Un an après ça recommence. Le scénario n'a guère varié. Seuls, les décors ont quelque peu changé. Cette fois c'est le fleuve-roi et non l'affluent qui est concerné. Au fil du Rhône, en aval du barrage de Pierre-Bénite, des milliers de poissons morts dérivent lamentablement, ventre en l'air. Les premiers cadavres ont été aperçus mardi.


Hier encore, sous la pluie qui griffait la surface du fleuve on découvrait à perte de vue des milliers de points argentés que les eaux emportaient comme des épaves à leur rythme inexorable : c'étaient des sandres, des perches, des brochets, tous seigneurs du Rhône, poissons nobles s'il en fut.


Comme l'an passé pour la Saône, cette nouvelle catastrophe écologique a mobilisé un grand nombre de services publics et d'associations concernés.


Depuis mardi soir, les sapeurs pompiers de la communauté urbaine ainsi que des sapeurs du 4e régiment de génie s’emploient à débarrasser le fleuve de tous ces poissons morts. Par chance le froid qui règne actuellement a permis d’éviter ce qui fut l’n passé un inconvénient majeur : l’odeur pestilentielle répandue par ces milliers de cadavres.


Trois tonnes de poissons.


En qualité de Directeur départemental de la protection civile, M. Robert Cazade a pris la tête des opérations et s’est rendu à plusieurs reprises sur les lieux d’intervention.

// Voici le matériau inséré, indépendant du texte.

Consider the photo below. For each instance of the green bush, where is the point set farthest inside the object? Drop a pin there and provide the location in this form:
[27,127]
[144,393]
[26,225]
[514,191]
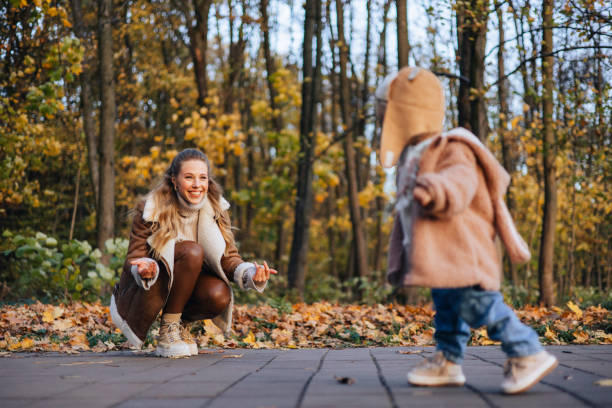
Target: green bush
[40,267]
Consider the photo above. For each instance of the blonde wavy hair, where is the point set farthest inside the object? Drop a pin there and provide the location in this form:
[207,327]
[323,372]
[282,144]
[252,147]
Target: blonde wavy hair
[165,198]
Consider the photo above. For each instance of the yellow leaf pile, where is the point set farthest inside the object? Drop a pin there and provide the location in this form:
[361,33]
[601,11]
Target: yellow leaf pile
[88,327]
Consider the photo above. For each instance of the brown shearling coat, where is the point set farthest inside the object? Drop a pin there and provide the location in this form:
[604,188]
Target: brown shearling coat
[453,239]
[138,308]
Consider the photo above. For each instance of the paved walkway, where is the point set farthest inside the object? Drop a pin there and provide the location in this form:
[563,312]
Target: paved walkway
[290,378]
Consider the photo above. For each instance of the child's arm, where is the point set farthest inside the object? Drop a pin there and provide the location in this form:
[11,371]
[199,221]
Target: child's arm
[451,188]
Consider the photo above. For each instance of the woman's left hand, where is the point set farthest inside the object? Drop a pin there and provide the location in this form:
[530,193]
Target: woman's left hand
[262,273]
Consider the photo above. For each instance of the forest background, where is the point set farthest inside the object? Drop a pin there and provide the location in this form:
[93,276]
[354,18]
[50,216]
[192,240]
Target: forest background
[96,97]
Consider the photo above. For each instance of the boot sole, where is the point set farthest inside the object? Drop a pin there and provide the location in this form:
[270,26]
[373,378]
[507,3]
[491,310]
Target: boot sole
[172,354]
[435,382]
[543,374]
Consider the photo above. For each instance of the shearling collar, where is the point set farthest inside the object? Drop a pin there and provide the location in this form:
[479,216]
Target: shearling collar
[150,212]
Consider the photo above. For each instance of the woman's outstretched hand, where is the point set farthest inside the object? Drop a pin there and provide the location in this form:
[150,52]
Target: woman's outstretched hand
[146,267]
[262,273]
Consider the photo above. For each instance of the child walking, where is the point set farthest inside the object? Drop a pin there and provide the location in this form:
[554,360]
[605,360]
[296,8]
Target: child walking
[450,208]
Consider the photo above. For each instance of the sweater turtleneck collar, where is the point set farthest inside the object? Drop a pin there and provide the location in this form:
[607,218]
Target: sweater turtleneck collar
[190,208]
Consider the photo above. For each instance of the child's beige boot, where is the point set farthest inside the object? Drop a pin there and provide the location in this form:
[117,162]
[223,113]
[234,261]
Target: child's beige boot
[522,373]
[436,371]
[169,343]
[188,338]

Hier, en fin d’après-midi, il se montrait fort prudent et évitait tout pronostic car selon ses propres termes « le poisson continue à mourir ». Les sapeurs du 4e génie avaient en effet complètement nettoyé mercredi la base du barrage de Pierre-Bénite. Hier matin, des dizaines et des dizaines de nouveaux cadavres flottaient au même endroit.


D’après certains pêcheurs, il se pourrait le froid soit pour qq chose dans cette apparition tardive de nouveaux poissons morts. La décomposition des cadavres étant ralentie beaucoup d’entre eux peuvent attendre quelques jours avant de revenir à la surface.


Compte tenu de ces conditions, il est donc bien difficile de dire quand les opérations d’assainissement seront terminées. Hier, 18 sapeurs du génie, montés sur 4 barques, procédaient au nettoyage du fleuve en partant du barrage alors qu’une dizaine de pompiers remontaient depuis Vernaison à bord de trois embarcations. Ils ont récolté près de trois tonnes de poissons.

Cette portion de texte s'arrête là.